Deployment is real but uneven. Treasury's machine-learning fraud tools prevented or recovered over $4bn in FY2024; the IRS now uses AI for audit selection, identity-theft filters and taxpayer chatbots; the UK's *Humphrey* suite is expected to save ~£20m a year analyzing 500 consultations, equal to 75,000 civil-servant workdays. These are pilots scaling, not yet a transformed state.

Oversight is the slow clock. GAO warns AI fraud tools are only as good as the data behind them, and the public sector posts roughly one AI job for every 174 in the private sector — a five-year maturity gap. DOGE-era automation has already produced faulty reports from thin human oversight, the cautionary counterweight to the procurement sprint.

04 · Private flagships

The AI-native challengers

The companies attacking this industry AI-first, with disclosed funding where available:

Palantir × U.S. Army

Enterprise AI backbone

A 10-year enterprise agreement consolidating ~75 separate contracts, removing pass-through fees and standardizing AI-enabled analytics across Army operations — Palantir's shift from insurgent vendor to incumbent infrastructure.

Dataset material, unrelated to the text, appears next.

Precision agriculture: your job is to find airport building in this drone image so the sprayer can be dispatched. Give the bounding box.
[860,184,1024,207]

$10bn ceiling, July 2025 (FedSavvy Strategies)

GSA OneGov × frontier labs

Governmentwide model access

OpenAI, Anthropic and Google priced Enterprise models at $1 or less per agency across all three branches, with USAi as a no-cost sandbox — a deliberate distribution play to make each lab the default federal tool.

$1 (OpenAI/Anthropic), $0.47 (Google) per agency/yr (GSA)

Project Maven Smart System

AI-enabled targeting & ISR

The Pentagon's flagship computer-vision program fuses Anduril's Lattice mesh, Palantir's AIP and (until phase-out) Anthropic's Claude on AWS to move sensor data into analyst workflows.

Ceiling raised to $1.3bn through 2029 (May 2025)

Treasury payment-integrity AI

Fraud & improper-payment recovery

Machine-learning models screening returns, transactions and check schemes prevented or recovered funds at scale — the clearest dollar-denominated ROI case in federal AI.

$4bn+ recovered/prevented, FY2024 (U.S. Treasury)

UK Humphrey / Redbox suite

Civil-service productivity

A bundle of GenAI tools (Consult, Redbox) for analyzing consultations and briefing, deployed across Whitehall and the Scottish Government as the operational arm of the AI Opportunities Action Plan.

~£20m/yr projected saving; part of £45bn thesis

Scale AI × DoD CDAO

Data & MLOps layer

A pre-negotiated Other Transaction Agreement letting DoD components spin up computer-vision and generative-AI decision tools at volume pricing, co-funded by the Chief Digital and AI Office.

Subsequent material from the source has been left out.